Hari itu hujan turun dengan pelan, seperti rintik-rintik air mata yang jatuh tanpa suara. Langit abu-abu, jalanan basah, dan udara penuh aroma tanah yang terusik. Di antara semua yang sunyi itu, Delta berdiri diam di depan jendela kamarnya yang berembun. Matanya kosong menatap ke luar, tapi pikirannya jauh terperangkap di masa lalu.
"Empat tahun, Bu," gumamnya pelan. “Sudah empat tahun Ibu pergi, tapi rasanya baru kemarin aku melihat Ibu duduk di meja makan, menungguku pulang dari sekolah.”
Delta, gadis yang kini berusia tujuh belas tahun, menyimpan ribuan luka yang tak terlihat. Ia tidak menangis, tidak juga tertawa. Ia hanya diam—menyerap semuanya seperti tanah menyerap air hujan. Sunyi menjadi temannya. Dan malam, menjadi waktu yang paling ia benci sekaligus rindukan.
Semenjak ibunya meninggal karena kanker paru-paru empat tahun lalu, rumah itu tak lagi punya warna. Ayahnya, Darsa, berubah menjadi sosok asing. Dingin, pendiam, dan mudah marah. Rumah yang dulu penuh dengan tawa kini hanya diisi dengan suara langkah kaki dan detak jam dinding.
Delta ingat, dulu ayahnya adalah lelaki yang hangat. Suka bercerita, suka bercanda. Ia suka menyisir rambut Delta saat gadis itu akan tidur, lalu mencium keningnya dengan lembut. Tapi kematian membawa ayahnya ke tempat lain—tempat yang tidak pernah bisa dijangkau Delta, seberapa keras pun ia mencoba.
Delta berjalan ke meja belajarnya dan membuka sebuah buku catatan tua.

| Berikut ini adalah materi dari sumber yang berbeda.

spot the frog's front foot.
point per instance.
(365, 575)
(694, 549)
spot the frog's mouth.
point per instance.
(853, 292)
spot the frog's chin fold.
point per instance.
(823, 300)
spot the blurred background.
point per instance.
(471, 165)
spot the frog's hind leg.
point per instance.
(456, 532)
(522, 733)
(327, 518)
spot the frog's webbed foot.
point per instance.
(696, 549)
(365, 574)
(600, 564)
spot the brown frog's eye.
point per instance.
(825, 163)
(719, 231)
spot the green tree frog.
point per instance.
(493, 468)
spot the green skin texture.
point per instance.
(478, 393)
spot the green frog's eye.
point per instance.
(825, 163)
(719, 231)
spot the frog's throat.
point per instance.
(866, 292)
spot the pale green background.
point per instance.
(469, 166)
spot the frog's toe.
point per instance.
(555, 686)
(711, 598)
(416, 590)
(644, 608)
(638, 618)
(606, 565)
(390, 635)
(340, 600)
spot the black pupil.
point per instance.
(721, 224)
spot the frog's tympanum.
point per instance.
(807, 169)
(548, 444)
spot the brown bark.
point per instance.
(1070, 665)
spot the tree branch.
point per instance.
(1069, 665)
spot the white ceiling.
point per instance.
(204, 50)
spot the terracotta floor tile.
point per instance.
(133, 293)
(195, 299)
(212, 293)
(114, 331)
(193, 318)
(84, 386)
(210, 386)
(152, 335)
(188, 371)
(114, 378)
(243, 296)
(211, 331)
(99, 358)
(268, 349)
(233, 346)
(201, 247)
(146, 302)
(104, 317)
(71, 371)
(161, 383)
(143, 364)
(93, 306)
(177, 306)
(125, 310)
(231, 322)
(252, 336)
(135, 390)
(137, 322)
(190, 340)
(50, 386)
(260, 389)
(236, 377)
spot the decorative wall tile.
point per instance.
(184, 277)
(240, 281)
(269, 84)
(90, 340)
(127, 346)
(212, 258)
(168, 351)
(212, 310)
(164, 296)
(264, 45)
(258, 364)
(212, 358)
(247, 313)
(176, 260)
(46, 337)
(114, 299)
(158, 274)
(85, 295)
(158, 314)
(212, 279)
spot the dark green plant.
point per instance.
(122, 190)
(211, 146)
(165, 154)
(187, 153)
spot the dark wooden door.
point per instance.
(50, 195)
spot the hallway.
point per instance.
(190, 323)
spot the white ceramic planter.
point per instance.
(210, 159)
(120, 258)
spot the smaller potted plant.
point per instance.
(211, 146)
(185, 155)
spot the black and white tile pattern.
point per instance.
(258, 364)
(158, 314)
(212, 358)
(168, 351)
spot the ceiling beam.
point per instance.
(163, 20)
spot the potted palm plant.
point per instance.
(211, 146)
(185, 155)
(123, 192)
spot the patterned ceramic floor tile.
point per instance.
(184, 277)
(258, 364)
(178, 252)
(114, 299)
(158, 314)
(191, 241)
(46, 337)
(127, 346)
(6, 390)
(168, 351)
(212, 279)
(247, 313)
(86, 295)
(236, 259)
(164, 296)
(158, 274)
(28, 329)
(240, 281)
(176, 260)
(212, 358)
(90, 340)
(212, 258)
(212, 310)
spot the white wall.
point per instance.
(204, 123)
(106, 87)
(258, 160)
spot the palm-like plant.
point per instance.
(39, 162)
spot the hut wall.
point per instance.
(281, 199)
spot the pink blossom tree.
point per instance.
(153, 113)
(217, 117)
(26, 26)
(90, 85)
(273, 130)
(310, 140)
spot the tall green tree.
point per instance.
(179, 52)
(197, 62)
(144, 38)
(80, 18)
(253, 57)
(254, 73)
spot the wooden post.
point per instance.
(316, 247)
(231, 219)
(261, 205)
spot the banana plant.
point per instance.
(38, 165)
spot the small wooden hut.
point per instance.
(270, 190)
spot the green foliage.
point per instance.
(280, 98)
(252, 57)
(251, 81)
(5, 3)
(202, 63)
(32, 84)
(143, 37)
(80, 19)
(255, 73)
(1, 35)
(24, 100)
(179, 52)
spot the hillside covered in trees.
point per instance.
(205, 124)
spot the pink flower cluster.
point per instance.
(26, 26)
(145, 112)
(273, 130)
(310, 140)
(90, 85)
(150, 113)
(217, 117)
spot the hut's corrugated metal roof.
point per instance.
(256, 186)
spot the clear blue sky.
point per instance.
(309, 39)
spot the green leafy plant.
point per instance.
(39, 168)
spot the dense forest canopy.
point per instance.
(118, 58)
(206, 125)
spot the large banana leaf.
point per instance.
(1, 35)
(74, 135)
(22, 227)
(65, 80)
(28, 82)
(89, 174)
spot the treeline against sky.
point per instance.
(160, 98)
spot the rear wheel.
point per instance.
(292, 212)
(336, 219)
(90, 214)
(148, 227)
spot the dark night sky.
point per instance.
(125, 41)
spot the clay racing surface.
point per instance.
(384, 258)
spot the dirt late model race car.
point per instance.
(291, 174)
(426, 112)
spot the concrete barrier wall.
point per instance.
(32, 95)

Di dalamnya ada ratusan surat. Surat-surat yang tak pernah ia kirim, tak pernah ia tunjukkan pada siapa pun. Semua surat itu ditujukan untuk ibunya. Ia menulisnya sejak hari pemakaman. Surat pertama ia tulis dengan tangan gemetar, penuh tangis dan noda tinta air mata. Kini ia menulis dengan lebih tenang, meski hatinya tetap sama remuknya.
Delta duduk. Tangannya mengambil pena. Kertas baru dibuka.
---
Untuk Ibu, di tempat yang jauh tapi selalu dekat ...
Hari ini aku melihat ayah menatap foto Ibu di ruang tengah. Lama sekali. Tapi saat aku datang dan duduk di sebelahnya, ia berdiri dan pergi begitu saja. Seolah kehadiranku adalah gangguan. Seolah aku bukan anaknya. Seolah ... aku adalah bayang-bayang dari kenangan yang ingin ia lupakan.
Kenapa ayah tak pernah menatapku lagi, Bu?
Kenapa ia tak pernah menyebut namaku dengan lembut seperti dulu?
Kenapa, setelah Ibu pergi, ia jadi orang lain?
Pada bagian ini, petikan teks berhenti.